Parma, 16 dicembre 2007 – Sono aziende sanitarie in buona salute quelle parmensi, capaci di raggiungere gli obiettivi. E’ questo in sostanza il quadro che emerge dai bilanci di missione 2007 dell’Azienda ospedaliero-universitaria di Parma e dell’Azienda Usl di Parma presentati questa mattina in Provincia. A illustrare il rendiconto dei risultati raggiunti sono stati Massimo Fabi, direttore generale dell’Ausl con Elena Saccenti, direttore amministrativo, e il Direttore amministrativo dell’Azienda ospedaliero-universitaria Maria Rita Buzzi. L’incontro, svoltosi a margine della riunione odierna della Ctss, è stato aperto dal suo presidente Vincenzo Bernazzoli: “Dai Bilanci delle due Aziende traspare un grande sforzo per offrire una risposta adeguata, aggiornata e innovata alla domanda di salute del territorio, che si traduce in un miglioramento costante dei servizi” – ha commentato il presidente, sottolineando anche quanto siano importanti “trasparenza e responsabilità in un settore come la sanità, in costante evoluzione e con un peso determinante nella vita delle persone”. Con questo strumento, infatti, le Aziende sanitarie parmensi rendono conto dei risultati raggiunti rispetto agli obiettivi fissati dalla Regione Emilia-Romagna e dalla Conferenza territoriale, offrendo a professionisti, operatori e cittadini una visione generale della loro attività, in relazione alla popolazione e al territorio di riferimento.
“Presentare in modo diretto, comprensibile e trasparente l’attività delle Aziende sanitarie non è semplice” – ha sottolineato Massimo Fabi – “ma è necessario, per illustrare accanto alla rendicontazione economico-finanziaria anche le attività che con quelle risorse vengono svolte, sulla base degli obiettivi prefissati e del contesto di riferimento”. Elemento, quest’ultimo, che emerge chiaramente nel Bilancio 2007 dell’Ausl, dove si riscontra uno sviluppo dei servizi in rapporto ai cambiamenti socio-demografici occorsi negli ultimi anni, tra cui l’incremento dell’assistenza domiciliare e in particolare di quella rivolta agli anziani. È stata completata la rete delle cure palliative e sono buoni i risultati sul fronte della riduzione della spesa farmaceutica e sull’appropriatezza delle prescrizioni e delle cure.

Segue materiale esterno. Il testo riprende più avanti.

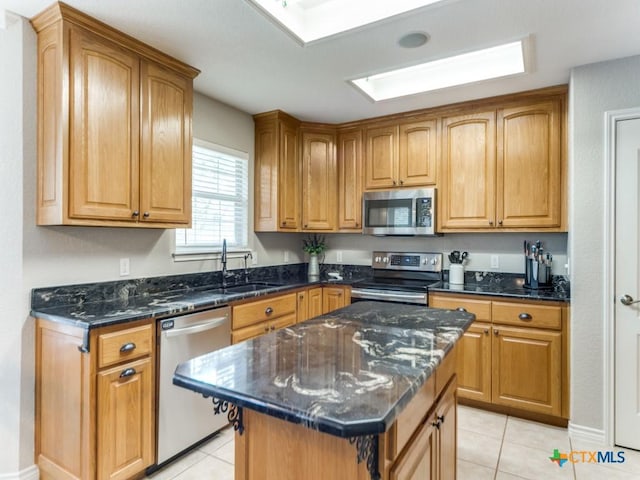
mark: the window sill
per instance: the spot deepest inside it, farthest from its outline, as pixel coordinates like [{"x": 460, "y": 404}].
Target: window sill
[{"x": 196, "y": 256}]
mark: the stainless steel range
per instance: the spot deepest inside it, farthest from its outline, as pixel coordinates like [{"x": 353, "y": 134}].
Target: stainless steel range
[{"x": 400, "y": 277}]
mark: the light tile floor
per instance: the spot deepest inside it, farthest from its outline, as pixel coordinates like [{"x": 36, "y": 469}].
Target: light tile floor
[{"x": 491, "y": 446}]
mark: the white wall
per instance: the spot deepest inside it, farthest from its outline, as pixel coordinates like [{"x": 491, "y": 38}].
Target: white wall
[{"x": 594, "y": 89}]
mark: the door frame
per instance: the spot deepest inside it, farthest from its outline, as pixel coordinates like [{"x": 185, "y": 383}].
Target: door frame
[{"x": 611, "y": 119}]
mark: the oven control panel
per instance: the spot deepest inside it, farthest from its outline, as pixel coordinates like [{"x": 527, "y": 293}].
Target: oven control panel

Spiccano invece le nuove strutture nel documento presentato dall’Azienda ospedaliero-universitaria, per cui il 2007 ha fatto registrare l'approvazione definitiva del progetto dell'Ospedale dei Bambini e l'apertura del cantiere per il nuovo Pronto soccorso. Accanto a questi due importanti progetti, l’Azienda ha avviato una serie di interventi per delineare la fisionomia del nuovo Ospedale e consolidare il suo ruolo di centro di riferimento per numerose funzioni. Per Maria Rita Buzzi “E’ importante l’esperienza di questo Bilancio di missione perché per la prima volta l’Azienda ha voluto dare grande evidenza alla relazione che intercorre tra gli aspetti principali del nostro lavoro e il contesto che ci circonda”.
Da quest’anno, inoltre, grande evidenza è data all’integrazione tra Ausl e Azienda ospedaliero-universitaria, che nel 2007 ha permesso tra l’altro di avviare nuovi percorsi diagnostico-terapeutici di eccellenza e la rete cardiologica provinciale.